In discussing Japan's low fertility rate and aging population the media (certainly in the U.S., though so far as I can tell, elsewhere as well) has inclined to the crude and the simple-minded, the hot-button and sensationalist--and per usual overlooked important aspects of the matter.
Thus we have stories about Japan as a country of "forty year old virgins," and tales of young people abandoning the prospect of human contact in preference of "virtual" love. But we hear little of what those who look at the business and economics pages know very well--namely that Japan has been in a bad way here for decades, with the most significant consequences for this matter.
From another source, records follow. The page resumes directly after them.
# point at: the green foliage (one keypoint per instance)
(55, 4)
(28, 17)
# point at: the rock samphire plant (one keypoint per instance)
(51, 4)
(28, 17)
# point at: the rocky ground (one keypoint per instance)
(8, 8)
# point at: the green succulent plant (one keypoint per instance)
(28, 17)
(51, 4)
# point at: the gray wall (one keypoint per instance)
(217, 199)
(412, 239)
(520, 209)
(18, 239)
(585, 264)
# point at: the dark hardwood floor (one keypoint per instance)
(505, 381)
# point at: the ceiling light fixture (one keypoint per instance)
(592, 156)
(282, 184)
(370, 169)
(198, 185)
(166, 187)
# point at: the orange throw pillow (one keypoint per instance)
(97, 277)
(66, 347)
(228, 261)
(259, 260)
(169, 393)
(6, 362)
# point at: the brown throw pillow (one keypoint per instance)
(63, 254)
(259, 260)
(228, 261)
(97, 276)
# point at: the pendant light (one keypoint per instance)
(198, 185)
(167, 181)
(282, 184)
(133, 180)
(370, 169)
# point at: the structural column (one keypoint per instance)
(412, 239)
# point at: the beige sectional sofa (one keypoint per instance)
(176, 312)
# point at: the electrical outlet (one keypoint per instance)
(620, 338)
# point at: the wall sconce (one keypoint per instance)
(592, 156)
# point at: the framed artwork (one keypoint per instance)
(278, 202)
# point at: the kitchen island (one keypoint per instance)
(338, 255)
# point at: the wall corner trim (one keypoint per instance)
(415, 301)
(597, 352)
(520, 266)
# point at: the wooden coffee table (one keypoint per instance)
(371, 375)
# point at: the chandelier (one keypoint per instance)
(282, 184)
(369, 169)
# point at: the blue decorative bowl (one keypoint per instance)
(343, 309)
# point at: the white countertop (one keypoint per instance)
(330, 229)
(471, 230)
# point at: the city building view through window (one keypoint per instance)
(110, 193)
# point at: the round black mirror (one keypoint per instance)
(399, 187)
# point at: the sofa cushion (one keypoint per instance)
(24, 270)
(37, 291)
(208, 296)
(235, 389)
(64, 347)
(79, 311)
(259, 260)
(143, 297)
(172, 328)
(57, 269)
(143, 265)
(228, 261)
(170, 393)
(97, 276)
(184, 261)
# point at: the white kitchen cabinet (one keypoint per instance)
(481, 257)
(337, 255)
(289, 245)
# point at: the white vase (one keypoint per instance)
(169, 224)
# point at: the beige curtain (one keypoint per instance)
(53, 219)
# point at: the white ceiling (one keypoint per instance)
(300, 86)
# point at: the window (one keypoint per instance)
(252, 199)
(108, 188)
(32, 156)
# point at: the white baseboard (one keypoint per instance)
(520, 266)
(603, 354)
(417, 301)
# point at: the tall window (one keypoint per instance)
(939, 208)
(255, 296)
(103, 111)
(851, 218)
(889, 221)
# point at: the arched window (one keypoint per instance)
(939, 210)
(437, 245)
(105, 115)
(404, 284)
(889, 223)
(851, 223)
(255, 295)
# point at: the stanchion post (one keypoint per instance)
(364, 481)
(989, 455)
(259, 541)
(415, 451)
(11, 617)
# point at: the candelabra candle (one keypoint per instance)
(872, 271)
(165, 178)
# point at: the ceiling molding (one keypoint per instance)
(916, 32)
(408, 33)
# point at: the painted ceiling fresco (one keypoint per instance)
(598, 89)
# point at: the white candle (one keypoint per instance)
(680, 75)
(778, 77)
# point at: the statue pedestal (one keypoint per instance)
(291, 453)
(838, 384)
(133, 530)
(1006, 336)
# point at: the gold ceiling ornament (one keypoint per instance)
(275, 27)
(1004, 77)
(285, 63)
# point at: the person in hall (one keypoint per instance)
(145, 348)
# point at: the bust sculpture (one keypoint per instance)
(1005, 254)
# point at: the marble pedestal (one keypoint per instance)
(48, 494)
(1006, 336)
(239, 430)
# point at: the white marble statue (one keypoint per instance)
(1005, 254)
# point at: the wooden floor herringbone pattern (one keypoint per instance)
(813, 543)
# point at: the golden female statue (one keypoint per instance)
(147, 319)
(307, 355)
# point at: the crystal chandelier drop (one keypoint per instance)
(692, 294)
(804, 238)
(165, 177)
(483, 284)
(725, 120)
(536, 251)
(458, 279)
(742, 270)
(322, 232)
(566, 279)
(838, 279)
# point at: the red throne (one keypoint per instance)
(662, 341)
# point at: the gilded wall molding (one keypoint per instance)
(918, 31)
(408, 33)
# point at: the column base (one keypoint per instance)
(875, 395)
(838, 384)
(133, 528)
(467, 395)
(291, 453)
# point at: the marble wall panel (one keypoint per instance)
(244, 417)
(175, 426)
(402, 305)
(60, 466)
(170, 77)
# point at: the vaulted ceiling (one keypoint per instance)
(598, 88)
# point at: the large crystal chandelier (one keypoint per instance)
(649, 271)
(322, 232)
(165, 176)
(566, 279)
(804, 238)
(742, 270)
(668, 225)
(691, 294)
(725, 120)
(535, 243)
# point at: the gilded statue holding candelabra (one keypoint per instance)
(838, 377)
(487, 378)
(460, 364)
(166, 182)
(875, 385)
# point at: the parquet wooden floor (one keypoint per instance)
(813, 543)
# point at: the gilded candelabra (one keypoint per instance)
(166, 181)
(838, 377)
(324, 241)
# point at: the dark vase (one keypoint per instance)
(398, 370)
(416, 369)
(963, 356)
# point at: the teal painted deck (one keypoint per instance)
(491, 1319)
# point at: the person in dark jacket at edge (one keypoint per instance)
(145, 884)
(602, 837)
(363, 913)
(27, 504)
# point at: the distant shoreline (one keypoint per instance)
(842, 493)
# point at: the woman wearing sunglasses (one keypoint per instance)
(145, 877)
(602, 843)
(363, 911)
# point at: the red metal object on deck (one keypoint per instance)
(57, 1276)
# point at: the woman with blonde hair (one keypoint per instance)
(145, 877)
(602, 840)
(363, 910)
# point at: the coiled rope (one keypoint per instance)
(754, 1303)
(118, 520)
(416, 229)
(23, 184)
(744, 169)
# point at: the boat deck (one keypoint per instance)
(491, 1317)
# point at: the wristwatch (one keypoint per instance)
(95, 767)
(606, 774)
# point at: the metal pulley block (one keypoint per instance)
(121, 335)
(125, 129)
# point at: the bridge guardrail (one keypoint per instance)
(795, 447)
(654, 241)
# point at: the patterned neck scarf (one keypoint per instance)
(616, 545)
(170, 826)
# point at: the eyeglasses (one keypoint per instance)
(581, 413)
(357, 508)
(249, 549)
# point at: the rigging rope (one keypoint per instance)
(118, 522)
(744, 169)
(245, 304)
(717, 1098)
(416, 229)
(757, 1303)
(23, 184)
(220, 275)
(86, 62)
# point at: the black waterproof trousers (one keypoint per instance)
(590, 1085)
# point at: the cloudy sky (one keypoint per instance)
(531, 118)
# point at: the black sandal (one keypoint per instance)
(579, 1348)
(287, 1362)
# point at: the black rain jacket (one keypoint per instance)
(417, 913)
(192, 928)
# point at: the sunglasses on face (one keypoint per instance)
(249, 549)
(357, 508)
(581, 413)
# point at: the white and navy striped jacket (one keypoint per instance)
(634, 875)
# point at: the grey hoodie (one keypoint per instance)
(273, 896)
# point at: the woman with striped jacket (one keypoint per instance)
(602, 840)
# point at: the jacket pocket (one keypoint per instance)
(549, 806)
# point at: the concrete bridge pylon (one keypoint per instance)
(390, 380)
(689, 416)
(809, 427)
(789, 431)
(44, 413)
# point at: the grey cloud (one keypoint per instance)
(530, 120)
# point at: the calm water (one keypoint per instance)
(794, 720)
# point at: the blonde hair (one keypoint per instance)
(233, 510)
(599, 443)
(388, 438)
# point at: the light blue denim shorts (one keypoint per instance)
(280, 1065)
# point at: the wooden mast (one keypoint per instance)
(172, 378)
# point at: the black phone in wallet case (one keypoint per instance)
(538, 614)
After all, in a modern society where economic life is individualistic and setting up a household and having children is very expensive and little help will be forthcoming from any source the responsible thing to do is to only attempt to do so when one has, among much else, a reasonable expectation of an income over the long-term that will be at least adequate to raise children "decently"--which is to say, at a middle-class standard--the prerequisite for which has been a "good job" offering sufficient security of tenure in a position paying a middle class wage that they can expect to go on receiving one for a good long time to come. And that is exactly what has become very elusive in recent decades--as the economic growth engine that looked so impressive in the 1950s and 1960s stalled out, and as Fordism's vague promises of generalized middle-classness faded Japan has been a signal case as the fastest-growing of the large industrialized nations became the slowest-growing nearly overnight, and, to go by one calculation, per capita Gross Domestic Product fell by half during this past generation, all as the old notion of "lifetime employment" waned what can seem a lifetime ago.
Quite naturally those who would have been inclined (and of course, everyone is not necessarily inclined) refrain, with any impression that this is the case reinforced by what we see overseas, not least in those two oldest of the major Western nations, Italy and Germany--their similarities and their differences. Italy comes closer than any other Group of Seven nation to Japan in its shift from brisk growth to stagnation (and, even when we use the more conventional numbers, economic contraction) in another spectacle of a modern country with modern attitudes to these things seeing its birth rate fall. (Indeed, in every single year from 2013 forward Italy's fertility rate has been lower than Japan's, averaging 1.3 against Japan's 1.4 for 2013-2020, with the 2020 rate 1.2 against Japan's 1.3.)
Of course, Germany may not seem to fit the profile so neatly given its image as an economic success story. However, it is worth noting that, even apart from the qualified nature of its success (Germany remains a manufacturing power, but is also a long way away from its "Wirtschaftswunder"-era dynamism), and the fact that its social model is moving in the same direction as everyone else's (with all that means for young people starting their lives), its figures vary significantly by region. In particular Germany's high average age obscures the cleavage between what tend to be the older (and less prosperous) eastern regions as against the more youthful (and more prosperous) western regions.
Alas, a media which makes a curse of the word "millennial," and sneers at the idea of working people wanting any security at all as "entitlement" on their part, has little interest and less sympathy in such matters--while knowing full well that stories about it are less likely to do well in the "attention economy" than stories about "virtual girlfriends." Boding poorly for our understanding of the matter in the recent past, it also bodes poorly for our ability to understand it in the future--in which the ability of young people to get along economically in the world may not be the only factor, but nevertheless a hugely important one, however much the opinion makers of today would like one to think otherwise.